Chinese Scientists Use Innovative Chip to Power Autonomous Bicycle

While tech giants like Tesla and Google are working hard to perfect autonomous cars, a team of scientists in China is developing a self-driving bicycle and their results are pretty impressive.

Showcased in a short video presentation, the autonomous bicycle developed by scientists at Tsinghua University, in Beijing, can balance itself while also avoiding obstacles, following certain trajectories and obeying vocal commands. It can do all these things thanks to a revolutionary type of computer chip that combines two different architectural approaches to computing that hadn’t really worked well together until now, due to communication difficulties between the two systems. However, if this self-driving bike is any indication, the Chinese seem to have solved those issues.
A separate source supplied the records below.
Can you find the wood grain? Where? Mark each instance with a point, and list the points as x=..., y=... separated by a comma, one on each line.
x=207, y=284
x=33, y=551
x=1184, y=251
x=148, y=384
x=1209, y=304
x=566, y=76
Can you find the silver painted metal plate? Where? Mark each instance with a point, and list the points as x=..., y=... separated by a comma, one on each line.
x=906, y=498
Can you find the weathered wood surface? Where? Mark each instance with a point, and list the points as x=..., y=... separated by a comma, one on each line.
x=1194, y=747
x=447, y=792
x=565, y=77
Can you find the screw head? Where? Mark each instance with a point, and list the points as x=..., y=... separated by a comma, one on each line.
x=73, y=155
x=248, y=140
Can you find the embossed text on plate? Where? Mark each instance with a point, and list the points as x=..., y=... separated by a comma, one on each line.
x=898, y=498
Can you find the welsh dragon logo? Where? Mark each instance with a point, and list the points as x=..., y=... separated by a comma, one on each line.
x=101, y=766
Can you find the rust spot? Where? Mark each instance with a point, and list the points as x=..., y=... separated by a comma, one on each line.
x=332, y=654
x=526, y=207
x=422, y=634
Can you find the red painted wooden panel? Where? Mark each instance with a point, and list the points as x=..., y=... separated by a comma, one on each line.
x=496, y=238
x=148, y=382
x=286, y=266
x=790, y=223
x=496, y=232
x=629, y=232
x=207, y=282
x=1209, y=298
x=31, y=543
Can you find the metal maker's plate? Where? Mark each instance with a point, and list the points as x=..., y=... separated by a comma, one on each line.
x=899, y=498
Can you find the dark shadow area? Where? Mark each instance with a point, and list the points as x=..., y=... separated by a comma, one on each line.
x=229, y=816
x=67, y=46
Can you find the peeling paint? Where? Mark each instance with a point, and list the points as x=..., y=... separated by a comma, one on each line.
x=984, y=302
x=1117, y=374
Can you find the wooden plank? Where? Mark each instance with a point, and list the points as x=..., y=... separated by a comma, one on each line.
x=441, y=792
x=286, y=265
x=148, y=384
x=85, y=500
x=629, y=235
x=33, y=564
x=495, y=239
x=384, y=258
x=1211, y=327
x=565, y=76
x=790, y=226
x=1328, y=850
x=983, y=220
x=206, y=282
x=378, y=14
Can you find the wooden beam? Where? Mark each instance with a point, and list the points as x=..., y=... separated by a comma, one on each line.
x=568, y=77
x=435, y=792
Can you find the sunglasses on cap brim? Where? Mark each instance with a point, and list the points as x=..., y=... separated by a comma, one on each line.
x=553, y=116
This autonomous bicycle is not the first of its kind – A US University has a similar project underway – but the computer chip powering it certainly is. It combines computer science-based machine learning and human brain-inspired networks, allowing it to perform several actions independently at the same time. Because the new chip, called Tianjic, allows for easy communication between its network, it can balance the bicycle, while also avoiding obstacles in its path and follow a number of verbal commands.

“Using just one chip, we can demonstrate the simultaneous processing of versatile algorithms and models in an unmanned bicycle system, realizing real-time object detection, tracking, voice control, obstacle avoidance and balance control,” Chinese scientists from the Center for Brain Inspired Computing Research at Tsinghua University wrote in a paper. “Our study is expected to stimulate AGI development by paving the way for more generalized hardware platforms.”

 

While claims of accelerated Artificial General Intelligence (AGI) – a term used to describe artificial intelligence on a par with human intelligence – are too bold to be taken seriously, the new Tianjic chip is proof of the strides Chinese scientists have made in the field of artificial intelligence. They may not yet have the most advanced AI chips in the world, but if their latest achievements – like those eerie AI news anchors – are any indication, they are getting there and fast.